RESTAURATEUR, CHEF AND FOOD DESIGNER MATTI JÄMSÉN is a dedicated perfectionist in his work. He is President of Team Finland at the international Bocuse d’Or world chef championship and one of the contest’s 24 judges. Jämsén describes himself as a technical chef who is always searching for new flavours, even in his spare time.
“I relax by going with my wife to eat in different restaurants. In Helsinki, my favourites are Vinkkeli and Grön. When abroad, I often visit the Geranium in Copenhagen.”

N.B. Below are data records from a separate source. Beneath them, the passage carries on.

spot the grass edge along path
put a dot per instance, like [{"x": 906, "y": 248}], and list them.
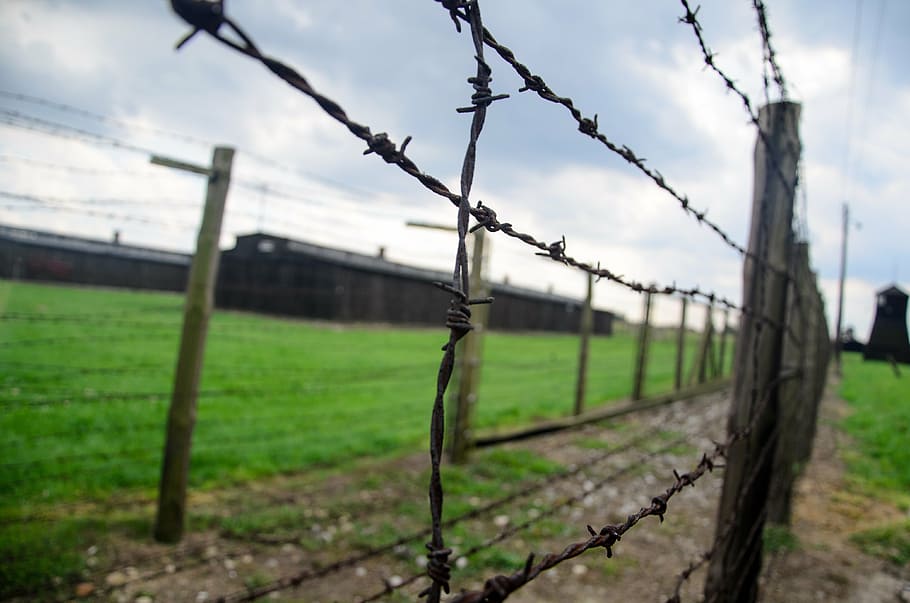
[
  {"x": 84, "y": 391},
  {"x": 879, "y": 464}
]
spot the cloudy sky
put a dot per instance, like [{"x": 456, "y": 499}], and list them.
[{"x": 400, "y": 67}]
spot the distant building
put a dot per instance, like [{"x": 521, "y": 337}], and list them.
[
  {"x": 889, "y": 338},
  {"x": 43, "y": 256},
  {"x": 274, "y": 275}
]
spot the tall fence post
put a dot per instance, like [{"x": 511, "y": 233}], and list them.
[
  {"x": 707, "y": 340},
  {"x": 170, "y": 519},
  {"x": 587, "y": 324},
  {"x": 641, "y": 359},
  {"x": 736, "y": 561},
  {"x": 471, "y": 354},
  {"x": 680, "y": 346},
  {"x": 796, "y": 395},
  {"x": 722, "y": 353}
]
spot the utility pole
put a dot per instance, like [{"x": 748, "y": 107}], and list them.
[
  {"x": 471, "y": 360},
  {"x": 170, "y": 520},
  {"x": 838, "y": 344},
  {"x": 680, "y": 346}
]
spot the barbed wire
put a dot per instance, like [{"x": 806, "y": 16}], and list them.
[
  {"x": 691, "y": 19},
  {"x": 498, "y": 588},
  {"x": 307, "y": 575},
  {"x": 208, "y": 17},
  {"x": 770, "y": 57},
  {"x": 508, "y": 532},
  {"x": 17, "y": 119},
  {"x": 590, "y": 127}
]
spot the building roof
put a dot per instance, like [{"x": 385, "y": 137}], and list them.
[
  {"x": 71, "y": 243},
  {"x": 373, "y": 263}
]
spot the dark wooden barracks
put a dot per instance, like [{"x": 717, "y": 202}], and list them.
[{"x": 279, "y": 276}]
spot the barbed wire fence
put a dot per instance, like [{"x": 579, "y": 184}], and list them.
[
  {"x": 753, "y": 428},
  {"x": 750, "y": 439}
]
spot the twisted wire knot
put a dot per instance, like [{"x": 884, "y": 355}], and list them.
[
  {"x": 385, "y": 148},
  {"x": 458, "y": 316},
  {"x": 438, "y": 568},
  {"x": 588, "y": 126},
  {"x": 452, "y": 6},
  {"x": 556, "y": 251}
]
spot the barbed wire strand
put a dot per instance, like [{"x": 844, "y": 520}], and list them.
[
  {"x": 590, "y": 127},
  {"x": 498, "y": 588},
  {"x": 770, "y": 57},
  {"x": 307, "y": 575},
  {"x": 691, "y": 19},
  {"x": 513, "y": 529},
  {"x": 208, "y": 17}
]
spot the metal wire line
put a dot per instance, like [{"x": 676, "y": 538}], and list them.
[
  {"x": 590, "y": 128},
  {"x": 691, "y": 18},
  {"x": 510, "y": 531},
  {"x": 287, "y": 582},
  {"x": 52, "y": 128},
  {"x": 208, "y": 17},
  {"x": 770, "y": 55},
  {"x": 498, "y": 588}
]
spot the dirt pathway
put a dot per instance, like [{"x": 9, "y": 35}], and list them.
[{"x": 596, "y": 475}]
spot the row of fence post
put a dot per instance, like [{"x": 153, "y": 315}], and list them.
[{"x": 708, "y": 363}]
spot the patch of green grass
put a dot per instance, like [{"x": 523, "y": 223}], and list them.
[
  {"x": 777, "y": 539},
  {"x": 85, "y": 381},
  {"x": 879, "y": 423},
  {"x": 890, "y": 542}
]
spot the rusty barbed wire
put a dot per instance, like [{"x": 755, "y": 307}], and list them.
[
  {"x": 513, "y": 529},
  {"x": 590, "y": 127},
  {"x": 459, "y": 314},
  {"x": 382, "y": 145},
  {"x": 534, "y": 486},
  {"x": 498, "y": 588},
  {"x": 691, "y": 19},
  {"x": 707, "y": 555},
  {"x": 770, "y": 57}
]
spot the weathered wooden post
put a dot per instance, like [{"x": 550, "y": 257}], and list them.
[
  {"x": 471, "y": 353},
  {"x": 722, "y": 353},
  {"x": 680, "y": 346},
  {"x": 171, "y": 516},
  {"x": 644, "y": 340},
  {"x": 794, "y": 396},
  {"x": 587, "y": 324},
  {"x": 704, "y": 352},
  {"x": 736, "y": 561}
]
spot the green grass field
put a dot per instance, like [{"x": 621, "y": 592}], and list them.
[
  {"x": 879, "y": 424},
  {"x": 85, "y": 376}
]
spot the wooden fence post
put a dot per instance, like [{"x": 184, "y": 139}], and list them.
[
  {"x": 722, "y": 353},
  {"x": 680, "y": 346},
  {"x": 170, "y": 519},
  {"x": 707, "y": 341},
  {"x": 736, "y": 561},
  {"x": 587, "y": 323},
  {"x": 794, "y": 393},
  {"x": 641, "y": 359},
  {"x": 471, "y": 358}
]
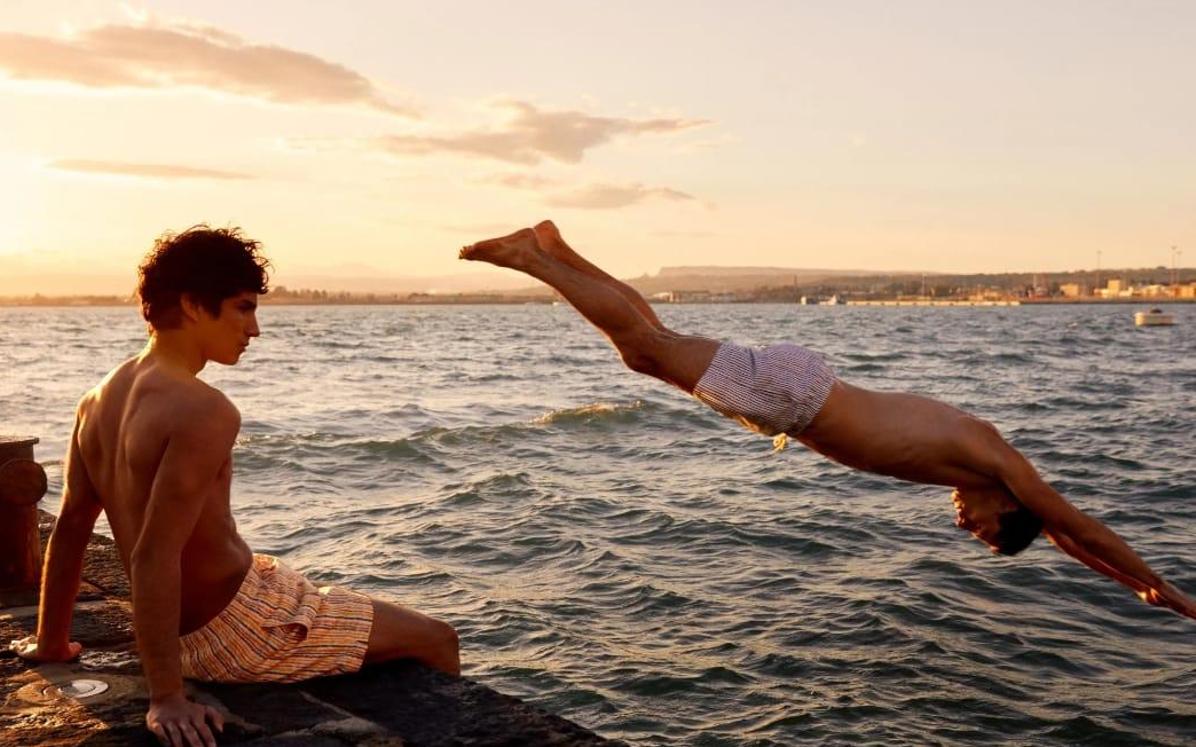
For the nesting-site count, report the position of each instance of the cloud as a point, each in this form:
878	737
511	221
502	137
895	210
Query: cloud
519	181
153	171
608	196
160	55
529	135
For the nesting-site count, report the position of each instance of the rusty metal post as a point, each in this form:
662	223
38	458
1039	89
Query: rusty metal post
22	485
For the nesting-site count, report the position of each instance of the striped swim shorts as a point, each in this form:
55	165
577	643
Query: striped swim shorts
775	390
280	628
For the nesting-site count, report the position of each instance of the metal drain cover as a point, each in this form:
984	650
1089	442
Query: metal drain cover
83	689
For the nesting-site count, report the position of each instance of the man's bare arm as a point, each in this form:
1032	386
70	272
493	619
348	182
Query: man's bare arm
1092	543
191	461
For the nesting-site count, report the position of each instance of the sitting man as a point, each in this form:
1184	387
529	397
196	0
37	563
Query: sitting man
788	391
152	448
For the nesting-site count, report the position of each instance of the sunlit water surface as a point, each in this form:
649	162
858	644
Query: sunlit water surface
617	553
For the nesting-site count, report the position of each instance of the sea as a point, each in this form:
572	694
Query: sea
612	551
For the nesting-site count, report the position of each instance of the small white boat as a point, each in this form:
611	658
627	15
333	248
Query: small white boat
1155	317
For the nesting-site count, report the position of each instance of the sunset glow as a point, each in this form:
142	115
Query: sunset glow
861	135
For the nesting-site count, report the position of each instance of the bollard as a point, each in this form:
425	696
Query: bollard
22	485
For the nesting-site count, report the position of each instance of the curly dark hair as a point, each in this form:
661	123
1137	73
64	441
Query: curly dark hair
207	264
1017	530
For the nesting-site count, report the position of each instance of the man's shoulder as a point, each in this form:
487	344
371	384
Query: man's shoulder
203	409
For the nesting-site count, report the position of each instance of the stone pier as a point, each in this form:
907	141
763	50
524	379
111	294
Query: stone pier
101	699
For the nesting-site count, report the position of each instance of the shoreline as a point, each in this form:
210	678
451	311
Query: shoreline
549	301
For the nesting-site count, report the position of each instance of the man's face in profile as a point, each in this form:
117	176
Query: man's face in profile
226	336
980	510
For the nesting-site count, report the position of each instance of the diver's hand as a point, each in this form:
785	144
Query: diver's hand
29	649
1166	595
178	722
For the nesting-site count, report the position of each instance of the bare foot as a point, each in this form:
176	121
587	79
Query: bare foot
514	251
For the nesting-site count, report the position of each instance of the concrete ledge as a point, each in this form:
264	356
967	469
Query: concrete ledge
400	703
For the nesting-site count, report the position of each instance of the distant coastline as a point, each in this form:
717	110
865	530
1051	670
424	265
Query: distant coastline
1139	286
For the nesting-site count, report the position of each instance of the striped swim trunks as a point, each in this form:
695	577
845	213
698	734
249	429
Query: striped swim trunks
280	628
775	390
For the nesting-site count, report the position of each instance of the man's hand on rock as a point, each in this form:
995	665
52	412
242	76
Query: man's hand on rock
29	649
178	722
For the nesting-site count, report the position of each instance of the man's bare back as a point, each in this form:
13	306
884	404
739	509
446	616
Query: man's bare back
124	424
152	448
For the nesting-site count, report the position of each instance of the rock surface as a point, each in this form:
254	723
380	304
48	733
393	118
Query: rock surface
400	703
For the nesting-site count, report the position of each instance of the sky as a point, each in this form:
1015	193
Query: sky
377	138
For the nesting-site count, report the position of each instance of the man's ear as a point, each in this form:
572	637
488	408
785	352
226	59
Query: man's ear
190	307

The Bocuse d’Or is a top-class chef championship that was inaugurated in 1987 and is held every second year in Lyon, France. In 2019, the teams from the Nordic countries shone in the contest: Denmark won, Sweden came second, Norway third and Finland fourth. According to Jämsén, the triumphal march of Nordic cuisine can be explained by its open-minded attitude. “In many Southern European countries, food culture is so strong and traditional that you can’t really diverge from it. We in the North do not fear modifying old things and inventing new ones,” says Jämsén. The main ingredients, such as meat, are given to the contestants at the contest venue, but you can take local specialities with you from home, like smoked reindeer, spruce shoots and typically Finnish Jaloviina spirit, also known as ‘Jallu’. It was ultimately used to make a sauce for the meats. The look and presentation of the food are very important in the contest and, in this respect, Scandinavian simplicity is a strength. “In the contest, the most important things of all are international visibility and networks. Because it is a contest where the food is judged, it’s easy just to give points to those countries that have already gained trust and a good reputation. It’s therefore important to distinguish yourself through some special feature like Norwegian salmon, scallops and other seafood.”